26.3.20

O que deitamos na garrafa atirada ao mar


Faith No More, “Take This Bottle”, in https://www.youtube.com/watch?v=3g3O5gvSpcA
Dizíamos: esta é a garrafa que vamos deixar de legado. Vamos deitá-la à maré a preceito e esperar que o sortilégio das correntes a leve para um apeadeiro qualquer, onde alguém estará para ser fiel depositário da garrafa.
Temos de ser criteriosos. Evitar o mundano. Esperar pelas convulsões do tempo, que passem e deixem a seara limpa para a nossa sementeira. Não queremos ficar reféns de uma precipitação analgésica. Porque se trata de cuidarmos de um legado vertido numa garrafa que terá o mar como destino. A nossa envergadura não cabe numa garrafa, sabemo-lo sem hesitações. Menos o será como representação de um amor que dispensa palavras como seu retrato, pois o mundo não cabe na algibeira deste amor. Mas insistimos: é nesta garrafa que deixaremos um módico de nós para memória futura. Não é empreitada para cuidar com frivolidade. Levemos o tempo que acharmos necessário para temperar a empreitada.
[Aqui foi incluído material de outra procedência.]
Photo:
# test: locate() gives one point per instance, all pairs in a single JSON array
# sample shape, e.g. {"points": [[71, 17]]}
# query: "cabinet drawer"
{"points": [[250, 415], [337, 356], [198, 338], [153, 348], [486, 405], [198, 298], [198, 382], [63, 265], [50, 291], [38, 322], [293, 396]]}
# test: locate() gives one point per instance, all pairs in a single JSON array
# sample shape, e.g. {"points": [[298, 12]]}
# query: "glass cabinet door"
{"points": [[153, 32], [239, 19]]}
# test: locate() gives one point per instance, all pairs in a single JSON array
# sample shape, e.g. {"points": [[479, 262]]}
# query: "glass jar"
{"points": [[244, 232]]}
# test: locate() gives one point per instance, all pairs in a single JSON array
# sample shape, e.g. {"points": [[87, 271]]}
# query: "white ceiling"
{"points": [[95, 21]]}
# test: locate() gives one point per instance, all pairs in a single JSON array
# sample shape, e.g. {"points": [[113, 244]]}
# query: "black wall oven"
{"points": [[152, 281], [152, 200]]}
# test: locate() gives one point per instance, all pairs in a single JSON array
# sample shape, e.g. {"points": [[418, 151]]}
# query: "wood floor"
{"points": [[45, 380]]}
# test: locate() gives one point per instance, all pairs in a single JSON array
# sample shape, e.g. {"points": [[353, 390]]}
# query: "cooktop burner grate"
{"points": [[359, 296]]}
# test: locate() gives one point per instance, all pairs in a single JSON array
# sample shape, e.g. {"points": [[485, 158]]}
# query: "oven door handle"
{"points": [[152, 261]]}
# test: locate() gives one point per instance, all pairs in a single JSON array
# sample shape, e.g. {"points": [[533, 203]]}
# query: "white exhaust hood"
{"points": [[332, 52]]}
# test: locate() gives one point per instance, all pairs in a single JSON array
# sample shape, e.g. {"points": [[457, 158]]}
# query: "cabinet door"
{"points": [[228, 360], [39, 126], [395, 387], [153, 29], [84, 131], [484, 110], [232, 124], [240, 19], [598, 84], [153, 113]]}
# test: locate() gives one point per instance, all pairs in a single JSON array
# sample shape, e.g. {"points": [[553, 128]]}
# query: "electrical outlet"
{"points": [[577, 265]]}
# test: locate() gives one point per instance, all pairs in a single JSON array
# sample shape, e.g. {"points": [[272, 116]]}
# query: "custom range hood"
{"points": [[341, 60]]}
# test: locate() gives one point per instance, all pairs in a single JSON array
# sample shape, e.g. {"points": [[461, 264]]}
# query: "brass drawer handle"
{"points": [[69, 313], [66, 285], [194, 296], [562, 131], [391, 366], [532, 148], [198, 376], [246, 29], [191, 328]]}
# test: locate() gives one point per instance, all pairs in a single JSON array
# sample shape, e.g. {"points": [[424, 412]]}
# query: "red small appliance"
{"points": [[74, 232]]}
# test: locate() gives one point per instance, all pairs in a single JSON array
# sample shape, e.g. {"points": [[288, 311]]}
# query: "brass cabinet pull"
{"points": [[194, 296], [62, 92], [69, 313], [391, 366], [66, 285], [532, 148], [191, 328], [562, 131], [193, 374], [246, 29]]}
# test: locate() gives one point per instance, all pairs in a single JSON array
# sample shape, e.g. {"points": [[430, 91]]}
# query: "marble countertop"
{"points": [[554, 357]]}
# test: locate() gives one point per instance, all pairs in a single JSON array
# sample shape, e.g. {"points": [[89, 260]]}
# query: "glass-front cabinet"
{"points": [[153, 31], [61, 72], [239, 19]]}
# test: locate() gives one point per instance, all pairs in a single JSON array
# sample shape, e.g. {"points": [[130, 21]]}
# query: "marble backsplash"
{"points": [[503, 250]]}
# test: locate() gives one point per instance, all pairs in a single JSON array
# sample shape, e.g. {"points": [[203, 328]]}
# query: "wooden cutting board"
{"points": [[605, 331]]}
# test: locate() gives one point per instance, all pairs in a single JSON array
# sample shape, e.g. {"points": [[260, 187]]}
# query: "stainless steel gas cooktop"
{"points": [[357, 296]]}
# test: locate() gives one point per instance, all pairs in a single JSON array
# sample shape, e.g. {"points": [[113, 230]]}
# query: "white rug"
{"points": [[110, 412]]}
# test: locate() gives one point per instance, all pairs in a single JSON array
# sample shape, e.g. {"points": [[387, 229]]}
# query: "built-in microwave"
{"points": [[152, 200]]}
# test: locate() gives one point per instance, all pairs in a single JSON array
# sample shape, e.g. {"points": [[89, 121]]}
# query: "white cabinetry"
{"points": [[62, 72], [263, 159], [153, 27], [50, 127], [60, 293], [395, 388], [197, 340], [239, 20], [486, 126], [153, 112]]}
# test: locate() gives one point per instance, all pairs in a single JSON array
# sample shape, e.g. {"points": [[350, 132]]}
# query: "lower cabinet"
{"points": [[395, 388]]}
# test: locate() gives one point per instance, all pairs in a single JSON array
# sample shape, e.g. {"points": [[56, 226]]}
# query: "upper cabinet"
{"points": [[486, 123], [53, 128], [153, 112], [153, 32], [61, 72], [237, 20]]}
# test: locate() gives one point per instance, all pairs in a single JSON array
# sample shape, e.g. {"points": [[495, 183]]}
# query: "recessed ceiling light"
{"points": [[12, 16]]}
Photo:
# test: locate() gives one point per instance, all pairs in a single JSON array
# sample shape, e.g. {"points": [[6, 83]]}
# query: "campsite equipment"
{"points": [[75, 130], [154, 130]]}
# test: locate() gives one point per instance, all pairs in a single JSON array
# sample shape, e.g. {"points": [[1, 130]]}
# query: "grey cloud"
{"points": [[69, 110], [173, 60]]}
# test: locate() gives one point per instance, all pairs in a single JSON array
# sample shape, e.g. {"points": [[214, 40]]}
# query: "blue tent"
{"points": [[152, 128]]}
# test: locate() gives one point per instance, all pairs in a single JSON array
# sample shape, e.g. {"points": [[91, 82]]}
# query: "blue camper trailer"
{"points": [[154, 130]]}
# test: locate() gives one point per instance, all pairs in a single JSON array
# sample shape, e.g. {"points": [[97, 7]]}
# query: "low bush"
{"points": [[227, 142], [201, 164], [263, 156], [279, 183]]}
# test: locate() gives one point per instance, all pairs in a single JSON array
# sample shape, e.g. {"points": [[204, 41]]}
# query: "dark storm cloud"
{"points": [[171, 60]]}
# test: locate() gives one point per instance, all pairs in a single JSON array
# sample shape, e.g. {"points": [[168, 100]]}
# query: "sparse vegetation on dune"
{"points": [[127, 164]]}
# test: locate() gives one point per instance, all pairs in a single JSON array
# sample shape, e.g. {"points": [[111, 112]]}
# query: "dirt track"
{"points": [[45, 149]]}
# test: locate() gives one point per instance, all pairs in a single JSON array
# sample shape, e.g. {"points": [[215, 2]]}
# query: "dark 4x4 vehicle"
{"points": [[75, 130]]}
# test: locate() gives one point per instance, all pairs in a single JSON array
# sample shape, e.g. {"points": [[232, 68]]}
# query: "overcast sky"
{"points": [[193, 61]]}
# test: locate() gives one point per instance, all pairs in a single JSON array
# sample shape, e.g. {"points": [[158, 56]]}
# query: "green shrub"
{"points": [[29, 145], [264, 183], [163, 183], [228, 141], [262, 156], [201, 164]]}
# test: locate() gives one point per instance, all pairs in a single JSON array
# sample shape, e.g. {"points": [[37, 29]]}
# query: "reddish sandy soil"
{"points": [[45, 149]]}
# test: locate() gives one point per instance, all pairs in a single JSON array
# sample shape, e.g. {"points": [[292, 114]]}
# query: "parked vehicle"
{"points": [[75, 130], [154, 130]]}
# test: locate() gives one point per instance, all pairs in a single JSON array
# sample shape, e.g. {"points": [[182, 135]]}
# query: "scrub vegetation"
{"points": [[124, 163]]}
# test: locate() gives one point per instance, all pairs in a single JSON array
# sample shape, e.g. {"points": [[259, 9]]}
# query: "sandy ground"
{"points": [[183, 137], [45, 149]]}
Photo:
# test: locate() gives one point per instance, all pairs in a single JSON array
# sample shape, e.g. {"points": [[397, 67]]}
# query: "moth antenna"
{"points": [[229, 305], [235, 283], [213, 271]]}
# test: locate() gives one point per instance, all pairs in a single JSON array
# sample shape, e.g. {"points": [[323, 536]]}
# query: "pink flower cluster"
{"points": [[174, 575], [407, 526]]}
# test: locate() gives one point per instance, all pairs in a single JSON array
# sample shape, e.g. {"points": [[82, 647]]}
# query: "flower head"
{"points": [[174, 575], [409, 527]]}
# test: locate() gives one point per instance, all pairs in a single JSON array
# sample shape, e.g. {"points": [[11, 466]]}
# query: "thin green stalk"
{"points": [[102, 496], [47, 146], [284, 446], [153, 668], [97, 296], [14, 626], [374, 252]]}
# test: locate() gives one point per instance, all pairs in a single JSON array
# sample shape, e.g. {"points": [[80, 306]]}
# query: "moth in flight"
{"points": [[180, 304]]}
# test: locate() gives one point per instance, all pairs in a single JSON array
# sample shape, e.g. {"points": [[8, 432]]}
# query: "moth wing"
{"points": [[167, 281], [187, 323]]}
Seremos os fautores da sementeira, mas alguém, noutro lugar sem paradeiro, será o seu hermeneuta.
O que deitamos na garrafa que será atirada à maré? A ilusão frondejante dos nossos olhares irrepreensíveis, a insaciável curiosidade do mundo, a cumplicidade derramada na presença recíproca, o quotidiano que ajuramenta outros quotidianos em forma de candeia, a maresia desprendida dos nossos corpos quando os deixamos em roda livre, a música hasteada no apetite das nossas bocas, uma estrofe meticulosamente desenhada pelo pulso generoso de um poeta. Deitamos ao mar fortuito os dias vertidos na memória, por mais que não sejamos artífices da memória e queiramos confiscar o incalculável valor do tempo presente com a inteireza das mãos. E tudo tem cabimento da garrafa, condensado em arquétipos ciciados no rumor que se agarra aos nossos corpos. Deitamos ao porvir a meação de nós em uníssona fala, o verbo que apenas contamos um ao outro, e eu guardo a madeixa do teu cabelo sobreposto ao meu olhar e, ainda assim, um sextante da lucidez singular que desagua no meu olhar.
Não queremos saber quem será o destinatário da garrafa. Não cuidamos de a enviar por correio registado com aviso de receção. Não queremos saber de identidades. Só cuidamos do espaço vital da nossa identidade, da que fomos fruindo no lugar comum que erguemos como cidadela. Alguém há de recolher a garrafa, num lugar qualquer. Não queremos saber. Nosso mister terá sido a arquitetura do teor da garrafa, a continuação, como herança, do lugar perene que seremos nós.